Servalan managed to look bored, "It could indeed be unfortunate." She steepled her fingers in front of her on the desk and then smiled maliciously, "For you."
She thought back to her conversation with Avon-
Night reigned in the hospital, and as in hospitals everywhere the subdued lighting lent a slightly eerie aspect to the silent corridors. The walls were a pale green colour, no doubt chosen by some psychologist to have a soothing effect, doubtless, she thought, it worked in the day, but at night it merely made the place look emptier. Not that Servalan was worried by the dark, she was a creature of the night, and so perhaps was Avon. The monitors reported that he had regained consciousness, so now it was time to see if the more predatory and mercenary aspects of his character had survived the memory block. If he proved to be disinterested in her offer, there was always good propaganda value to be gained from executing him.
The door opened quietly, but audibly; the man on the bed turned quickly towards the sound, then winced momentarily in pain. Servalan snapped on the light and paused, framed in the doorway, well aware of the effect she made and playing it for maximum effort. The white dress flowed from shoulder to ankles, hugging her figure tightly, with small geometric patterns picked out here and there in delicate pearl beadwork. Power dressing was something she had been unable to indulge in at lower ranks in the service, but having reached the top, she knew exactly how to utilise her assets and enjoyed the reactions she obtained from men. She was beautiful, desirable, and totally out of their reach.
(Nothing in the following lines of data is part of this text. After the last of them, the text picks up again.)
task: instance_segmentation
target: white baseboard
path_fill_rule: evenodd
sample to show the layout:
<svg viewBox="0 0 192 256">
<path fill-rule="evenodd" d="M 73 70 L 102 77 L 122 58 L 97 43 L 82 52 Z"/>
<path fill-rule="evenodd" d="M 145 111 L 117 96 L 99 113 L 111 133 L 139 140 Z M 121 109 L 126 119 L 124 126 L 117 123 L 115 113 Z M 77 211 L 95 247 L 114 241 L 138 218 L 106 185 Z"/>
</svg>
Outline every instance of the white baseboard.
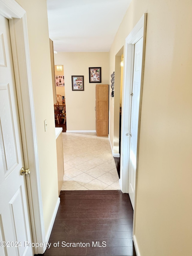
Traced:
<svg viewBox="0 0 192 256">
<path fill-rule="evenodd" d="M 96 132 L 96 130 L 88 130 L 87 131 L 69 131 L 67 130 L 66 132 Z"/>
<path fill-rule="evenodd" d="M 141 256 L 140 253 L 139 252 L 139 247 L 137 244 L 137 242 L 136 239 L 135 235 L 134 235 L 133 236 L 133 242 L 135 245 L 135 251 L 136 251 L 136 254 L 137 254 L 137 256 Z"/>
<path fill-rule="evenodd" d="M 113 156 L 114 157 L 120 157 L 120 154 L 119 153 L 115 153 L 113 154 Z"/>
<path fill-rule="evenodd" d="M 114 157 L 120 157 L 120 154 L 119 153 L 113 153 L 113 149 L 111 143 L 111 141 L 110 140 L 110 139 L 109 137 L 109 135 L 108 135 L 108 137 L 109 138 L 109 142 L 110 143 L 110 146 L 111 146 L 111 152 L 112 152 L 112 155 Z"/>
<path fill-rule="evenodd" d="M 45 237 L 45 241 L 47 243 L 48 243 L 49 241 L 49 238 L 50 236 L 51 232 L 51 230 L 52 228 L 53 223 L 55 221 L 55 217 L 56 216 L 56 214 L 57 212 L 57 210 L 58 210 L 58 208 L 60 203 L 60 198 L 59 197 L 58 197 L 57 201 L 57 203 L 56 204 L 55 210 L 54 210 L 54 212 L 53 212 L 53 213 L 52 216 L 52 218 L 51 218 L 51 221 L 50 224 L 49 225 L 49 227 L 48 230 L 47 231 L 47 232 Z"/>
</svg>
Avon was watching, waiting for her to make the first move.
She moved towards the bed and seated herself in a chair so that her eyes were just a few inches higher than his own. "Caleb", she loosed a devastating smile at him, "don't you think you overdid the desire for realism?"
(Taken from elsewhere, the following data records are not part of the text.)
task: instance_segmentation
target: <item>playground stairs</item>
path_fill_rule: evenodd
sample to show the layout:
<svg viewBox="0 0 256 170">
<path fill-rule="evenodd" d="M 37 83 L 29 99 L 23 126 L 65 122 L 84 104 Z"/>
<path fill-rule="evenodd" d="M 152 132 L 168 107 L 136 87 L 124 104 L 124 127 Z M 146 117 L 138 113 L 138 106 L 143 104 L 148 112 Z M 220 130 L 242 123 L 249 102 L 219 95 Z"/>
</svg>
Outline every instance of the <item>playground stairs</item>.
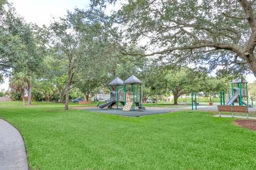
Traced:
<svg viewBox="0 0 256 170">
<path fill-rule="evenodd" d="M 132 105 L 132 102 L 126 102 L 123 110 L 124 111 L 130 111 L 130 109 Z"/>
</svg>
There was a momentary touch of confusion in his eyes, rapidly covered up. This was the point where most people would have begun the "Who am I, where am I?" routine, Avon didn't disappoint her, he smiled slightly ,"Overdid?"
Servalan waved a hand negligently in his general direction.
"The injuries; I know you needed to look convincing enough to pass a possible medical check up, but you came close to killing yourself."
Rising to her feet, she looked down at him, her face totally serious and her voice crisp, "We've invested a lot of time and money in this project and this is the only shot we'll ever get at it. Your twin is dead, there will be no future opportunity for you to take his place among the rebels. Understand this Avon, I want Blake and I want his ship, alive or dead."
She tossed a small datapad onto the pillow beside him, "Here's your files on the rebels and some final updates that I've added, I'm told that a degree of amnesia is not uncommon in cases like yours, so I suggest you do some last minute revision if you need it, you leave in two hours." Turning on her heel, she exited the room with a swirl of fabric, leaving behind her a man with no memory of himself desperately trying to gather up the threads of an identity, any identity.